Пока он размышлял таким образом, раздался звук трубы. Почти тотчас же вслед за ним швейцарцы, орудуя алебардами, стали прокладывать себе путь через гущу народа, словно разрезая гигантский пирог. Толпа разделилась надвое; люди выстроились по обеим сторонам дороги, оставив свободным проход.
По нему взад и вперед стал разъезжать уже упоминавшийся нами офицер, которому, судя по всему, вверена была охрана ворот. Затем, с вызывающим видом оглядев толпу, он велел трубачам подать сигнал.
Это было тотчас же исполнено, и в толпе по обе стороны дороги воцарилось молчание, которого, после такого волнения и шума, казалось, невозможно было ожидать.
Тогда вперед выехал глашатай в мундире, расшитом лилиями и с гербом Парижа на груди, держа в руке какую-то бумагу, и гнусавым, как у всех глашатаев, голосом прочитал:
— “Доводим до сведения жителей нашего славного города Парижа и его окрестностей, что городские ворота будут заперты отныне до часу пополудни и что до указанного времени никто в город не вступит. На то воля короля и постановление господина парижского прево”.
Глашатай остановился передохнуть. Присутствующие воспользовались этой паузой, чтобы выразить свое удивление и недовольство долгим улюлюканьем, которое глашатай, надо отдать ему справедливость, выдержал не моргнув глазом.
Офицер повелительно поднял руку, и сразу восстановилась тишина.
Ничуть не смутившись — видимо, он привык к такому проявлению народного гнева, — глашатай продолжал:
— “Мера эта не касается тех, кто предъявит пропуск или же окажется вызванным особым, должным образом составленным письмом или приказом.

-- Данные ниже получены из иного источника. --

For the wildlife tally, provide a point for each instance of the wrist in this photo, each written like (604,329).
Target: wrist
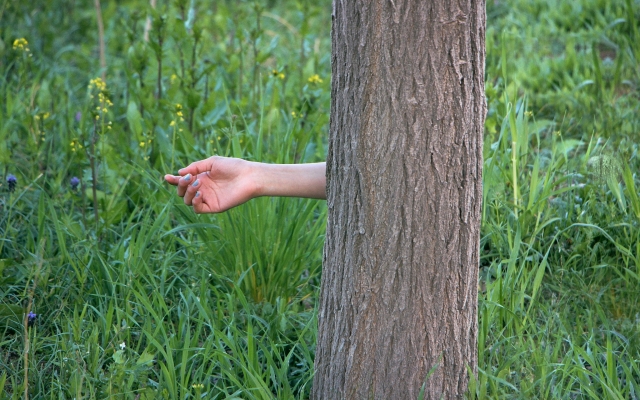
(255,177)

Дано в Управлении парижского прево по чрезвычайному приказу его величества двадцать шестого октября в год от Рождества Господа нашего тысяча пятьсот восемьдесят пятый”.
— Трубить в трубы!
Тотчас же раздалось сиплое пение труб.
Едва глашатай умолк, как толпа за цепью швейцарцев и солдат дрогнула и зашевелилась, словно змея, разворачивающая свои кольца.
— Что это значит? — спрашивали друг у друга наиболее мирно настроенные. — Опять какой-нибудь заговор!
— Ого! Это наверняка подстроено для того, чтобы помешать нам войти в Париж, — тихо сказал своим спутникам всадник, так терпеливо сносивший дерзкие выходки гасконца. — Швейцарцы, глашатай, затворы, трубы — все это ради нас. Клянусь душой, я даже горжусь этим.